For Halloween, it just made sense for her to be a puppy. But, as I scoured stores and online for the perfect little Halloween costume, I realized I was in trouble. The costumes were either too pink poodle for our little hippy gardener, or too big bulky boy dog.
Last year, Maya was a spider. It was a last minute find on Craigslist and it was very bulky. Even though she was the cutest spider I had ever seen…I think she secretly hated it, calling a halt to Halloween at 6 PM.
With a mother’s wish for a comfortable, cute, and happy daughter, I set out on a mission to create the perfect Halloween puppy.
Afterthoughts for me….Forethoughts for you
Of course, I did not create the perfect Halloween puppy…
- Outfit functionality should have also been on my wish list. I did not think about how Maya would get into the costume.

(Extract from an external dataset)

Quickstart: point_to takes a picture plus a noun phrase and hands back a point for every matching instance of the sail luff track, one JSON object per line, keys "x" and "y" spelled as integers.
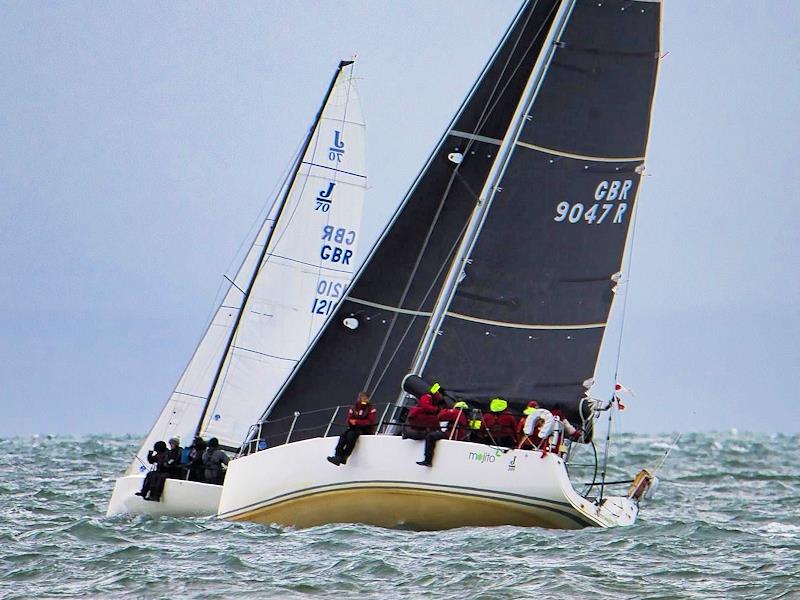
{"x": 264, "y": 250}
{"x": 366, "y": 342}
{"x": 490, "y": 189}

- I chose to construct the body with a 30 peg loom. Although it fits, I could have chosen a larger loom for more wiggle room.
- A simple brown yarn would have sufficed. What I chose was too difficult to work with for this project.
- 30 peg loom
- Knifty Knitter hook
- Plastic kntting needle
- Bernat Baby Blanket yarn, white
- Red Heart Boutique Swerve yarn, browns
Maya modeling the knitted puppy body. At this point, the outfit is lifeless.
- Using a 30 peg loom, construct the body. (I used the directions from the Knifty Knitter starter kit.)
- Tie a slip knot and secure it to the anchor peg.
- Cast on (or start knitting) by ewrapping the pegs.
- Continue ewrapping until you have two loops on each peg.
- Using the Knifty Knitter hook, lift the first row of yarn over the second and off the peg. Repeat this process for each peg until you are left with a single row.
- Repeat steps 3, 4, and 5 until you reach the desired length for your little one. (I used one of my daughter’s shorter dresses for a frame of reference.)
- Bind off the last row by cutting the yarn long enough to circle the loom. Thread the yarn with a plastic knitting needle and slip the yarn through each of the final loops of yarn.
- Remove your puppy creation from the loom.
- Attach a t-shirt or onesie to the body of the puppy by hand sewing the two pieces together directly under the armpit. (I started with a onesie, as shown in the image to the right, but ended up scrapping it and going with a t-shirt for more room.)
But a Puppy is Fluffy…
To achieve the fluffy, spotted puppy look, attach 4″ to 5″ pieces of white and brown yarn to each knitted loop on the body using the plastic knitting needle.
Once the body was loom knit to the desired length, 4 to 5″ pieces of yarn were attached to create a fluffy puppy with spots.
Here you can see the body is one circular piece
Here you can see the inside of the puppy body.